O Ibsen Pinheiro é um exímio frasista. Um dos nossos maiores, senão o maior. O estilo dele é o de que se valia ninguém menos do que Winston Churchill: o uso de conceitos opostos para demonstrar uma mesma ideia. A aparente contradição produz surpresa e riso e faz com que o ouvinte não se esqueça mais do sentido pretendido. Churchill, por exemplo, dizia:
“A desvantagem do capitalismo é a desigual distribuição de riquezas; a vantagem do socialismo é a igual distribuição de misérias”.
Ibsen cunhou várias frases com idêntica malemolência inzoneira britânica, algumas delas no âmbito do futebol. Tanto quanto Churchill foi arauto do capitalismo, Ibsen foi arauto do futebol de marcação forte. Segundo ele, time que joga fechado “ganha por sorte” e time que joga aberto “perde por azar”.
É exatamente o que acontece. Time que não deixa o adversário jogar de repente vai lá e, em um único lance, marca o gol da vitória, o que parece fortuito. Já o time que joga e deixa jogar às vezes desperdiça um punhado de chances e acaba perdendo em uma bola parada ou num contra-ataque, o que parece injusto.
É por isso que um time, para ser de fato equilibrado e não dar oportunidades para a falta de sorte ou de justiça, precisa tomar cuidado com certas funções, como a de proteção à defesa.

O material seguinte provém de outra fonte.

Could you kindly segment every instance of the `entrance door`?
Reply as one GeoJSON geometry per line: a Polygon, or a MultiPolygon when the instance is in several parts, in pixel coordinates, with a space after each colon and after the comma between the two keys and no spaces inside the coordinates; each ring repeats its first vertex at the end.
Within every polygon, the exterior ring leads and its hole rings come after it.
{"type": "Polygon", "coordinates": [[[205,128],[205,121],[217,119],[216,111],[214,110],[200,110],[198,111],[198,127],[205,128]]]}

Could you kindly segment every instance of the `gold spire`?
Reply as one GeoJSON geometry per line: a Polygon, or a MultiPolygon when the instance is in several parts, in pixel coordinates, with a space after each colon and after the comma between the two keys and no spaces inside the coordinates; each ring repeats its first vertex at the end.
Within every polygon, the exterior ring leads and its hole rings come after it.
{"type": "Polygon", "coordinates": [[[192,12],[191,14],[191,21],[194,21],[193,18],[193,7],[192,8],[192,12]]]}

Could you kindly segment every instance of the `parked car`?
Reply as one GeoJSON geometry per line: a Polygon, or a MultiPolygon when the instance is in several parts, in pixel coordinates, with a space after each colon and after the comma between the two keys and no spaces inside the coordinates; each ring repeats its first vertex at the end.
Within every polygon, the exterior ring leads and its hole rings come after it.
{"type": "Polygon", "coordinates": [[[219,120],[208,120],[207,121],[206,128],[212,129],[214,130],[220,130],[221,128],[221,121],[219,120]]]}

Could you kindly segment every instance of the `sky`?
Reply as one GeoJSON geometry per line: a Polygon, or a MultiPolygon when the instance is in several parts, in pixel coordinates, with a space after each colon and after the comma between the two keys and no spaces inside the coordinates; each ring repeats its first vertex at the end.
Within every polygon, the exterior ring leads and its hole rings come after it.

Lembro da Copa de 1982, quando o Brasil tinha aquela superseleção. O meio-campo era formado apenas por brilhaturas: Cerezo, Falcão, Sócrates e Zico. Eles jogavam tanto, que não corriam, flutuavam. Ibsen, então, defendia que um deles fosse substituído por Batista, para dar uma cobertura mais sisuda aos zagueiros. Mas qual dos artistas da bola deveria sair? Ibsen respondeu à pergunta com outra de suas sentenças graciosas:
– Eu tiraria o pior deles. Mas, se não quiserem tirar o pior, tirem o melhor.
Quer dizer: aquela tarefa defensiva era tão importante, que até o craque do time poderia ser sacrificado para que fosse cumprida.
Nessa segunda-feira, na Arena do Grêmio, recordei dessas duas tiradas de Ibsen. Porque o Grêmio está sofrendo, precisamente, do mal que vitimou a Seleção de 1982 e tantos outros grandes, bons e abertos times do mundo inteiro: falta, naquele conjunto de virtuoses, o velho e cumpridor centromédio.
O Grêmio necessita de um pastor alemão acorrentado à meia-lua defensiva.
Verdade que aquela partida aparentemente desimportante trouxe dois alentos para a torcida: Tardelli e Luan. Os dois, não apenas pelo que jogaram, mas pelo interesse que demonstraram, têm de compor o time titular agora, já, sem demoras ou delongas. Mas, além deles, o Grêmio necessita de um pastor alemão acorrentado à meia-lua defensiva. O ideal seria Michel, que ainda está em recuperação. Na falta dele, pode ser até Darlan, que não é o que Foguinho chamava de “homem grande”, mas é do lugar e sabe jogar. Ou então um improviso, como um terceiro zagueiro entre Kannemann e Geromel, até porque Kannemann anda meio distraído e Geromel meio afobado.
Os breves meses em que o time teve Arthur e Maicon fazendo uma volância bailarina, no ano passado, iludiram o povo, como fazem certos populistas. Esse meio-campo leve e volátil não ganhou nada. Os títulos vieram sob a guarda atenta de um casmurro Jaílson ou de um Wallace tão enérgico, que, com três passadas, atravessava a grande área. Mais o auxílio luxuoso de Ramiro, não esqueçamos.
Volte ao passado, Renato. Socorra-se de um centeralfe. Antes que tudo desande melancolicamente em derrotas injustas, em lamentos por zagueiros desatentos, em gols levados por azar.